Butternut squash is such a versatile vegetable, I love to roast it and use it as a base for soups salads and this simple hearty dish. This recipe serves 2.
- 1 Small Squash
- 1–2 garlic cloves (unpeeled), lightly bashed
- A few sprigs of thyme
- 2 tbsp extra virgin olive or rapeseed oil, plus extra to serve
- 100g ricotta
- 30–40g thinly sliced parma ham/bacon lardons
- A squeeze of lemon juice
- Sea salt and freshly ground black pepper
Preheat the oven to 190 C /370 F/ gas 5. Peel and deseed the squash, then cut into chunks.
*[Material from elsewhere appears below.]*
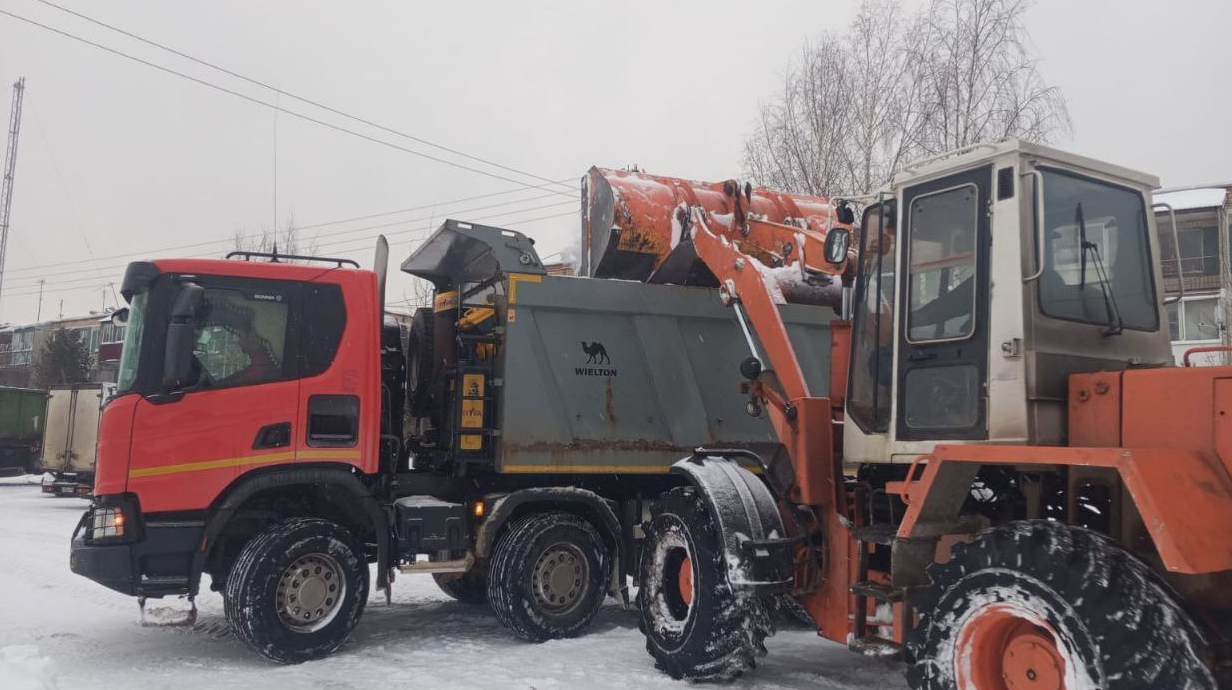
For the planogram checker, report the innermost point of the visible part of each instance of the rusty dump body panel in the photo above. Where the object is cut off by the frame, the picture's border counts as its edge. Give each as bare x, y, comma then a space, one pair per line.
619, 376
630, 223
Put into a roasting dish with the garlic and a few thyme sprigs, if using. Trickle over the 2 tablespoons of extra virgin oil, season with salt and pepper and toss well. Roast for 40–50 minutes, or until the squash is tender and starting to caramelise, giving it a stir halfway through cooking. Discard the garlic and thyme and leave to cool completely.
Put the roasted squash on individual plates or a large platter.
Dot the ricotta over the top. Tear the ham into shreds and scatter over the squash and ricotta. Tear the leaves from the rest of the thyme sprigs, if you have them, and scatter over the dish.
Season with pepper, salt and extra virgin olive oil. Finish with a squeeze of lemon juice, then serve.